Handling Grief and Loss

(Wellspring Home, in Monroe, MI)

One of the best books on handing grief and loss is A Grace Disguised: How the Soul Grows Through Loss, by Jerry Sittser (thanks again D.F.). "This book is about catastrophic loss and the transformation that can occur in our lives because of it." (17)

Sittser was hit head-on by a drunk driver going 85 mph. His wife, one child, and mother were killed. He survived. He lay at the scene with his other children for two hours, watching his loved ones die, caring for his surviving children. 

He's in the darkest valley, the valley of nothingness, with God.

Live long enough and you will experience catastropic loss. "As surely as we are born into this world we suffer loss before we leave it." (Ib.) We will all walk through the valley of the shadow of death, multiple times.

Sittser writes:

"It is not, therefore, the experience of loss that becomes the defining moment of our lives, for that is as inevitable as death, which is the last loss awaiting us all. It is how we respond to loss that matters. That response will largely determine the quality, the direction, and the impact of our lives." (Ib.) 

We must walk through the dark valley, rather than around it. You can't do that anyway. You cannot avoid it. "I knew that running from the darkness would only lead to greater darkness later on. I also knew that my soul had the capacity to grow - to absorb evil and good, to die and live again, to suffer abandonment and find God. In choosing the face the night, I took my first steps toward the sunrise." (52)
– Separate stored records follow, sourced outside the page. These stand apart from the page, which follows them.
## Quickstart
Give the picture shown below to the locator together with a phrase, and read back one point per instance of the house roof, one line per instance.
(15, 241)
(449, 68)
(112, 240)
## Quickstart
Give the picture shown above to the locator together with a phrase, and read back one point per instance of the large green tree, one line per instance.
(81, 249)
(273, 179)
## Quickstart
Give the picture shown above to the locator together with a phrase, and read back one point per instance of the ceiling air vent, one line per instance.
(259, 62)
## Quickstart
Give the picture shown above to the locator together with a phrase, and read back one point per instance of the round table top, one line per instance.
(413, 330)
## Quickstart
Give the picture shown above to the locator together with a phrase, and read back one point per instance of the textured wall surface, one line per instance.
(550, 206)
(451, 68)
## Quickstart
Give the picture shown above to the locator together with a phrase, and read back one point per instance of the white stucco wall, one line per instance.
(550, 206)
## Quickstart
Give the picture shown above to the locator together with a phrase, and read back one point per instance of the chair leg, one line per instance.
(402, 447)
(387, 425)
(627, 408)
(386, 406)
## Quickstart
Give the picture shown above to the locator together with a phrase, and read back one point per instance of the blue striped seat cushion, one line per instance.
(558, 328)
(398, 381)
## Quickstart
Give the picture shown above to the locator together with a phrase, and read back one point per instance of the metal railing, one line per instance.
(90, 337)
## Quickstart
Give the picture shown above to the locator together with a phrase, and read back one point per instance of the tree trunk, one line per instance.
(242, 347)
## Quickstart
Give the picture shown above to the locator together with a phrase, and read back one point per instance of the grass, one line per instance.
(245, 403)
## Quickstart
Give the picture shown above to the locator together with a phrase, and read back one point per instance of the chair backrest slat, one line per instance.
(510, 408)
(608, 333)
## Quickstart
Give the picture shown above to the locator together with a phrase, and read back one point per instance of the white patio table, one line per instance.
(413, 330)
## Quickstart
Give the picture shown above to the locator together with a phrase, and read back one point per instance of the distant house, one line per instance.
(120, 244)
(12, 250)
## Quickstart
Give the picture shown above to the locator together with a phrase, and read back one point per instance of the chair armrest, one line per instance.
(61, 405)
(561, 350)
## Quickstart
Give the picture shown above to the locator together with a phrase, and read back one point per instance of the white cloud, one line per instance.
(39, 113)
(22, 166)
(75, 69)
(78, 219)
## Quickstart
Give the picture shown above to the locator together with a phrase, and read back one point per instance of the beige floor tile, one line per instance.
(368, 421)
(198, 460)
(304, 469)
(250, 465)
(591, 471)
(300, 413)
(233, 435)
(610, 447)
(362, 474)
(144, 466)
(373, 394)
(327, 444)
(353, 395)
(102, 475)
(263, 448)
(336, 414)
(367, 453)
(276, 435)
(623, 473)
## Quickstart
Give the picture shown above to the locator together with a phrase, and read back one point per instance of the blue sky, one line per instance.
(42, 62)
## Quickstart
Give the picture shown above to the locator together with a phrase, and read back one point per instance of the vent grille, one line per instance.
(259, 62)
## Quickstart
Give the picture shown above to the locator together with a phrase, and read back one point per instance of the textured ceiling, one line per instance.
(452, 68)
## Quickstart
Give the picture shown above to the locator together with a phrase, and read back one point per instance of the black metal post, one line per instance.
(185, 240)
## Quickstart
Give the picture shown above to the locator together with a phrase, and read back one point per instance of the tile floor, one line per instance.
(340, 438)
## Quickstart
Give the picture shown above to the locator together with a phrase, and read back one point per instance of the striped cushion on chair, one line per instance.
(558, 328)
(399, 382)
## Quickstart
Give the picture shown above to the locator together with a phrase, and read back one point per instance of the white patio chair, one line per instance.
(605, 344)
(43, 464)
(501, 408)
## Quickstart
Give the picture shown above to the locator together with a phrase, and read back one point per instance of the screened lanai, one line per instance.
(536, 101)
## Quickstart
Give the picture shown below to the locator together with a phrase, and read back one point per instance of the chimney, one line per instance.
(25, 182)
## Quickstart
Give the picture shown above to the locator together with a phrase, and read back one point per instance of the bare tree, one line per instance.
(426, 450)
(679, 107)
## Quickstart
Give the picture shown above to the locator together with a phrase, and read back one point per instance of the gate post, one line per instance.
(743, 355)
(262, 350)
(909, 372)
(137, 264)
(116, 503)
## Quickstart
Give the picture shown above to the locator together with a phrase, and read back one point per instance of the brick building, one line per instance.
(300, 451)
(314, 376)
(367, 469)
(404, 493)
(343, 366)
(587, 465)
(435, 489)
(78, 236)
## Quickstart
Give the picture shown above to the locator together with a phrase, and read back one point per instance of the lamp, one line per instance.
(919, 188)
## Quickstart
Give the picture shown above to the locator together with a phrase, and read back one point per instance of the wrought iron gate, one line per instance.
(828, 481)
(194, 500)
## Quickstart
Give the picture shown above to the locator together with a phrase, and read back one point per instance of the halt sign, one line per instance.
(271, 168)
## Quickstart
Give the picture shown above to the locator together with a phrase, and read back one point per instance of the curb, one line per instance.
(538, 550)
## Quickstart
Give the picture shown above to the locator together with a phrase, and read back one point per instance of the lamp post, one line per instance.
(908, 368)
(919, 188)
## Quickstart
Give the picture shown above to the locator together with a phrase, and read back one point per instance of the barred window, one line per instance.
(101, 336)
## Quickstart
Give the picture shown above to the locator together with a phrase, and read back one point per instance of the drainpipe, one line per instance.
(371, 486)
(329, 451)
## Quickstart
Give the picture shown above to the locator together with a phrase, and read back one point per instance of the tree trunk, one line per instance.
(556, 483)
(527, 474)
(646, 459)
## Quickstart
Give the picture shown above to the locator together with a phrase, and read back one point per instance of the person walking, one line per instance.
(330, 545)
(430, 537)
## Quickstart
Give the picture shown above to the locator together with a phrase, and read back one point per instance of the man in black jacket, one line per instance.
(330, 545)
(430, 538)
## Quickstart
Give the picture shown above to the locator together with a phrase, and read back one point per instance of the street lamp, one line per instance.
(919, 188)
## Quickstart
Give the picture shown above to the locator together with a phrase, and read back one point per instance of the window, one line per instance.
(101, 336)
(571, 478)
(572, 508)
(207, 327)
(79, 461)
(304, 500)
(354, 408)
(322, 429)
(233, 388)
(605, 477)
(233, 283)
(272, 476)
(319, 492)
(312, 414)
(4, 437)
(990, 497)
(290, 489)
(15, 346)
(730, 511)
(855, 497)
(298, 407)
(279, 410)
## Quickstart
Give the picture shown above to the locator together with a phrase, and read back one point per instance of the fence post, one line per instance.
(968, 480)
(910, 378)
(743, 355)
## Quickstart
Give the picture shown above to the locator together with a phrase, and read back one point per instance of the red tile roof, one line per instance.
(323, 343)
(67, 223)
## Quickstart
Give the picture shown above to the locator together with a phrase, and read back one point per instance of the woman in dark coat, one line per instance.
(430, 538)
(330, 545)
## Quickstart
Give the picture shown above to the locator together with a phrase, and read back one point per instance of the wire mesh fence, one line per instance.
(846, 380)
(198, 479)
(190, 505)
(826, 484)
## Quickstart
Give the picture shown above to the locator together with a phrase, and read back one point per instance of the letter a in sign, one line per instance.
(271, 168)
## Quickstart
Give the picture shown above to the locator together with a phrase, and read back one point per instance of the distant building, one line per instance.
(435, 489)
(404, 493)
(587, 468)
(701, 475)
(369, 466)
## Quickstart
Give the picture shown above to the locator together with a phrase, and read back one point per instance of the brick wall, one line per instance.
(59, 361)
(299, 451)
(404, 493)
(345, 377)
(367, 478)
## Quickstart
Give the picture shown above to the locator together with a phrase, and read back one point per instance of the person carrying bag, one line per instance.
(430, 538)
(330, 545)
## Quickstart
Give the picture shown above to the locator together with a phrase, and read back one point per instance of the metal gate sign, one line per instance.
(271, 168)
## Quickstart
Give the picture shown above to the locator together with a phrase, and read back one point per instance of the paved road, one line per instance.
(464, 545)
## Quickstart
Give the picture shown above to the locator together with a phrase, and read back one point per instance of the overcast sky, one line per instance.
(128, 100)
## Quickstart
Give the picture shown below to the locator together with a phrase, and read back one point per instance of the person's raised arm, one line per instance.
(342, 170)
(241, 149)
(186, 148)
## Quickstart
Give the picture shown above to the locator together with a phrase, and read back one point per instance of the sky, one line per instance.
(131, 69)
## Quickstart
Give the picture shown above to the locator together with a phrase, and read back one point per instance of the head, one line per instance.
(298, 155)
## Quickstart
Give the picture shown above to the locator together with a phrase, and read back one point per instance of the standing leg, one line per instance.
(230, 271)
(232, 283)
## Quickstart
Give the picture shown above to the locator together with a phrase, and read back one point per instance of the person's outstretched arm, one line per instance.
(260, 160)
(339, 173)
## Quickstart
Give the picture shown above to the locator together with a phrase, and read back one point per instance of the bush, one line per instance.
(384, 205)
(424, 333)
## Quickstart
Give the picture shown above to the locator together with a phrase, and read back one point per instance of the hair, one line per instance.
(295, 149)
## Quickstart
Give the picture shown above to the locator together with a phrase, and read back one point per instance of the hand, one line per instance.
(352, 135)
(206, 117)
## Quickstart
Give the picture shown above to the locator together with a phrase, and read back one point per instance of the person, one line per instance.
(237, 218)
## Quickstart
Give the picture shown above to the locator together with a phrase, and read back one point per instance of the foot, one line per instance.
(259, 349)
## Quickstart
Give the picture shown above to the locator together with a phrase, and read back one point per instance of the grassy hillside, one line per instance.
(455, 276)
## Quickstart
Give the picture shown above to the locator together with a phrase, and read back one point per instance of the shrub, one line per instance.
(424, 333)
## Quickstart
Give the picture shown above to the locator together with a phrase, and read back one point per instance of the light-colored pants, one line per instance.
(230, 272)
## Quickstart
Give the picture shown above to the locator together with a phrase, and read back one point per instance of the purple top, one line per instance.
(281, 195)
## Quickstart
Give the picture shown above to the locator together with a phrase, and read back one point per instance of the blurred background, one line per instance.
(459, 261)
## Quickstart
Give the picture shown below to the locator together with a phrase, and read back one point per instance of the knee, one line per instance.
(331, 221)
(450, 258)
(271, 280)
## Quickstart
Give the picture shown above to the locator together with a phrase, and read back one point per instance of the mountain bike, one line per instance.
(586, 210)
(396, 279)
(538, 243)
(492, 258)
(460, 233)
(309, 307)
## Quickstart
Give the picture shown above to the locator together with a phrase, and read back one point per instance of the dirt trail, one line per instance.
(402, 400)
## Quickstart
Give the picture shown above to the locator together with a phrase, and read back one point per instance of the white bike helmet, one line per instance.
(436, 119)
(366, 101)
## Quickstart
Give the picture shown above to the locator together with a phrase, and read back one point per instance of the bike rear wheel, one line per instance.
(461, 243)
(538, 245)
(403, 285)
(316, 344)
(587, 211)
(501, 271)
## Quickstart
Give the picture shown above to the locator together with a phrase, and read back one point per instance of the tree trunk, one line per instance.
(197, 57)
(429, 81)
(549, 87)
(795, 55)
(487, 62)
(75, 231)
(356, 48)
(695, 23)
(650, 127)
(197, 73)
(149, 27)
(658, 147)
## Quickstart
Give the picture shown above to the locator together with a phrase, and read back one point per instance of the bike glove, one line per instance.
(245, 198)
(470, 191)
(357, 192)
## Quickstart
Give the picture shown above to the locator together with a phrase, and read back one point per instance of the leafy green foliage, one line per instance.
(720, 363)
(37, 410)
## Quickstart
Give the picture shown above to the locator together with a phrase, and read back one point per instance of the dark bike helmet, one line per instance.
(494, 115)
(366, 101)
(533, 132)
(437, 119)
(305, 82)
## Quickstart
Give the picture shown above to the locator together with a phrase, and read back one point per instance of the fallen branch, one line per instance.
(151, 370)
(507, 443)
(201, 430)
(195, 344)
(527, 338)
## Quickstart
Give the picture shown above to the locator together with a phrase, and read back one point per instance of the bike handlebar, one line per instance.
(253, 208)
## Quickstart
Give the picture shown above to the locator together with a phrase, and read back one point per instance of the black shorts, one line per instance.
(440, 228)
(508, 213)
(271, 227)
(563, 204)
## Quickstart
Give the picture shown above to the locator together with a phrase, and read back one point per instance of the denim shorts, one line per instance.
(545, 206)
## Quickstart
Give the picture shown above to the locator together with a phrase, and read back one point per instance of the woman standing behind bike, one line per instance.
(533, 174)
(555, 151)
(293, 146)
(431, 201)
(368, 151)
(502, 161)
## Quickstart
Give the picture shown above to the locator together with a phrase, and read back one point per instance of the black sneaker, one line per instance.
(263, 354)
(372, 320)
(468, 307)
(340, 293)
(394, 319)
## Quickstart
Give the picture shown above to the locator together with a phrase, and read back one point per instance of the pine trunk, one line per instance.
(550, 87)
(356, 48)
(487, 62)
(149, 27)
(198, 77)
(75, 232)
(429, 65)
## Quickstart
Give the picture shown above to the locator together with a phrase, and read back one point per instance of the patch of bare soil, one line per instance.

We never "get over" catastrophic loss. Forget trying to help people do that. But we can "live in and be enlarged by loss, even as we continue to experience it." (18) 

Linda and I have never gotten over our baby son David's death. We never will. And, by the way, we don't want to. Our great loss did not condemn us forever to bitterness and lifelessness, because God has helped us find our way through the dark valley. For us it became essential to learn to trust Jesus, to abide in Him, and to do so now, not later.

"If we face loss squarely and respond to it wisely, we will actually become healthier people, even as we draw closer to physical death. We will find our souls healed, as they can only be healed through suffering." (18)

An excellent book for parents who have lost a child is I'll Hold You in Heaven; Healing and Hope for the Parent Who Has Lost a Child Through Miscarriage, Stillbirth, Abortion or Early Infant Death, by Jack Hayford.